O principal diferencial é intensificar a preocupação com o meio ambiente em todas as fases do negócio, desde o projeto, passando pela construção, até a operação. O objetivo é aumentar a eficácia da gestão de energia, água, resíduos e materiais utilizados durante essas etapas.

A Ipiranga construiu o seu primeiro posto ecoeficiente em Porto Alegre (RS), inaugurado em 2009. "O posto ecoeficiente é uma iniciativa Ipiranga que demonstra que a sustentabilidade está cada vez mais incorporada aos nossos negócios. Queremos fazer com que ações que beneficiem o meio ambiente façam parte do dia a dia da empresa e dos nossos clientes e, desta forma, torná-las cada vez mais presentes em nosso negócio. A empresa acredita que apostar em ações em prol da sustentabilidade, que demonstram empenho ético nos negócios e compromisso com o futuro, traz benefícios para todos", explica Leocadio Antunes, Diretor Superintendente da Ipiranga.


Diferenciais do Posto Ecoeficiente

O resultado não é apenas uma obra civil de edificação e instalações, mas um novo conceito de posto, que não só economiza recursos naturais durante sua execução, mas também mantém a economia durante as atividades. A decisão sobre os itens de ecoeficiência a serem adotados levou em consideração a viabilidade econômica e a possibilidade de replicar a iniciativa de forma rápida na rede, para obter resultados imediatos e tangíveis. Exemplos:

- Gestão da Água: os itens que promovem redução no consumo de água englobam reaproveitamento da água da chuva e da lavagem de veículos; instalação de sistema de fechamento automático em torneiras e chuveiros e redução de consumo de água nas descargas dos vasos sanitários.

- Gestão de Energia:

Iluminação: foram desenvolvidas soluções para um melhor aproveitamento da luz natural, integrando-a com a artificial, emprego de reatores, lâmpadas e luminárias mais eficientes, além da instalação de sensor de presença para evitar o desperdício de energia. Essas ações podem levar a uma redução de 34% no consumo de energia elétrica.
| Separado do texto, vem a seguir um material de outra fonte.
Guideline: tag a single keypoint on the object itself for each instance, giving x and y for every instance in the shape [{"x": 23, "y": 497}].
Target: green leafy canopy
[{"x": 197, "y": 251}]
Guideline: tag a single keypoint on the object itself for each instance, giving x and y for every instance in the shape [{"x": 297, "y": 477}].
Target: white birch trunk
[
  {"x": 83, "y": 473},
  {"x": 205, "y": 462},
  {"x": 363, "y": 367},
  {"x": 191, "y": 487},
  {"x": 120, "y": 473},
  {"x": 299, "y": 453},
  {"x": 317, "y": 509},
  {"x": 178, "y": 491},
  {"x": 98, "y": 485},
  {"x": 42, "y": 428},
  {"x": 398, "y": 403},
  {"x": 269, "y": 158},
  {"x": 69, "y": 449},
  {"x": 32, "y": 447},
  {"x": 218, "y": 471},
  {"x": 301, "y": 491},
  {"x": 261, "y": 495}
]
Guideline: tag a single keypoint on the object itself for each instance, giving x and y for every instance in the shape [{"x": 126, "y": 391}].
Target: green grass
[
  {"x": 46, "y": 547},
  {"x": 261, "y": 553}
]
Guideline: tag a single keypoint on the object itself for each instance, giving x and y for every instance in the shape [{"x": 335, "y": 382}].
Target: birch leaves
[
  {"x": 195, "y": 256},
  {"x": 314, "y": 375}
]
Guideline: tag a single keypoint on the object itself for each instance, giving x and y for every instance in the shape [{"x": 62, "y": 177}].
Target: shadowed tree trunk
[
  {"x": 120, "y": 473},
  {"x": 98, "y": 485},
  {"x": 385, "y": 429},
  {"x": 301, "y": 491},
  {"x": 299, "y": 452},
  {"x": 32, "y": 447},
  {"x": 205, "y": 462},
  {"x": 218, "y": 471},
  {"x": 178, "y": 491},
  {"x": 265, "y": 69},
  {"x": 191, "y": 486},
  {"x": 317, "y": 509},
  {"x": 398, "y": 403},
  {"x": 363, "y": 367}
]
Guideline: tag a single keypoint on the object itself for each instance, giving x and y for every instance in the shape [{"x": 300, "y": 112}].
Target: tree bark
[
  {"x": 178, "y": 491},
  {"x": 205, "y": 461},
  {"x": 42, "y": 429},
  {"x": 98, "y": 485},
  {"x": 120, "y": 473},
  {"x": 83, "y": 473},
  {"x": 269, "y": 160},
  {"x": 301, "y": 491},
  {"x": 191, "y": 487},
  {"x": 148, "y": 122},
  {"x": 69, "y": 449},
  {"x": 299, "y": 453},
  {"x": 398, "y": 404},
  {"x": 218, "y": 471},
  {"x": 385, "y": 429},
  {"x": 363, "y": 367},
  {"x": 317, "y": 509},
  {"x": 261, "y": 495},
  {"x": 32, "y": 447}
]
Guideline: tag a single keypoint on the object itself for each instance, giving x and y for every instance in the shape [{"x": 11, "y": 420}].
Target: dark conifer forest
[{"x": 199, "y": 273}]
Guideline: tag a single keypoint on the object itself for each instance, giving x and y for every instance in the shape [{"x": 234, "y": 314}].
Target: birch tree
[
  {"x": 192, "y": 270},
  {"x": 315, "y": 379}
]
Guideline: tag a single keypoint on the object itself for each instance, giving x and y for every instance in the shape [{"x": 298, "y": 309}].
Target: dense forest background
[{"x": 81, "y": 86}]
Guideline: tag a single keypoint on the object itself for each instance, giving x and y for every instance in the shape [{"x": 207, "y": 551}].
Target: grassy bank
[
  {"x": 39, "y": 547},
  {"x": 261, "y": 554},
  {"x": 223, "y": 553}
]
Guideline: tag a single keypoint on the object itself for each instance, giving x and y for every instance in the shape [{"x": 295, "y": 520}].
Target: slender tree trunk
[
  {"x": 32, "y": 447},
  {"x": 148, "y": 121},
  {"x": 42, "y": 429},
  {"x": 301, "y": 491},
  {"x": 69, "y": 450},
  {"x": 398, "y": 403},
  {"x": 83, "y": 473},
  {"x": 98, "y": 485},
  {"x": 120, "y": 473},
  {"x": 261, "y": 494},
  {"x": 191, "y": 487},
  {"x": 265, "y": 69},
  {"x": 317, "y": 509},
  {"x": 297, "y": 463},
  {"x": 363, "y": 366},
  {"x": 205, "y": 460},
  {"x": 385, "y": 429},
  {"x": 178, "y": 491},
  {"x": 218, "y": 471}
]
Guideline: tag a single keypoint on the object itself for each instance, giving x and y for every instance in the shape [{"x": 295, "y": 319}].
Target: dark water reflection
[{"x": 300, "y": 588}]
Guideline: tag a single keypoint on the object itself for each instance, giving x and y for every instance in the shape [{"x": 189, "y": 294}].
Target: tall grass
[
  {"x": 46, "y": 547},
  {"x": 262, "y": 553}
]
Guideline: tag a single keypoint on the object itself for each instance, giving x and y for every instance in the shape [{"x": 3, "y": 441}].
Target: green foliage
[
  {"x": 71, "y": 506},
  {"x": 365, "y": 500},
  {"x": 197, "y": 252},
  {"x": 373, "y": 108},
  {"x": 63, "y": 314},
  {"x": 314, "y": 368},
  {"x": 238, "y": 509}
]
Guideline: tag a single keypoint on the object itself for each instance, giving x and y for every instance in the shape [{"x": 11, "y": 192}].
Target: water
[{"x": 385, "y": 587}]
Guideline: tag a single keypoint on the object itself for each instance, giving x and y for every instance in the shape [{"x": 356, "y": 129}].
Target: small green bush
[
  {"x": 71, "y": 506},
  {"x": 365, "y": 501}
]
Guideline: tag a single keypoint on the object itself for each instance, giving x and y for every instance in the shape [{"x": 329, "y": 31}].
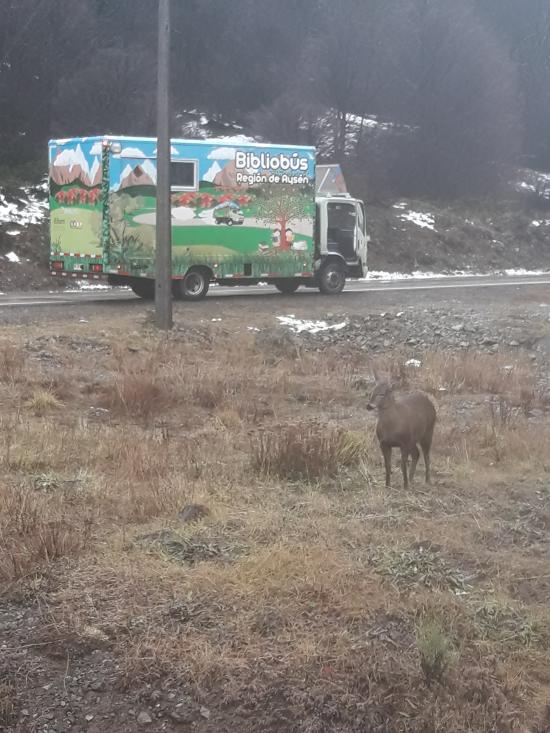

Aquecimento de água: feito por meio da energia solar, reduzindo o consumo de energia elétrica da empresa.

Ar-condicionado: um conjunto de ações contribuiu para reduzir a carga térmica do ar-condicionado em 14% e ainda melhorar a qualidade dos ambientes. Foram incorporados à edificação elementos sombreadores nas vitrines e no escritório (brise); vidro especial; sistema de cobertura ventilada, que emprega ventilação natural para retirar o calor gerado pelos equipamentos da loja; e isolamento térmico para otimizar o desempenho do ar-condicionado.

- Gestão de Materiais e Métodos Construtivos: foram estudados sistemas construtivos que utilizam menos material, água e energia em seus processos e geram menos resíduo na obra. Para a edificação, utiliza-se o Sistema de Construção Seca, que é modular, com estrutura em aço 100% reciclável e permite uma obra mais rápida, gerando bem menos resíduo que uma obra convencional. Para a cobertura da pista de abastecimento, utiliza-se um sistema de camada única, totalmente, aparafusado, sem uso de solda, onde a telha metálica faz também o papel do forro, dispensando a utilização de PVC. Além destes sistemas inovadores, utilizam-se materiais que impactam menos o meio ambiente em sua produção, instalação e descarte, como tinta à base de água e madeira certificada.

- Gestão de Resíduos: trata-se de ações que visam diminuir a quantidade de resíduos gerados em todas as fases do ciclo do negócio, dando destinação correta ao que for gerado tanto na construção quanto na operação via coleta seletiva.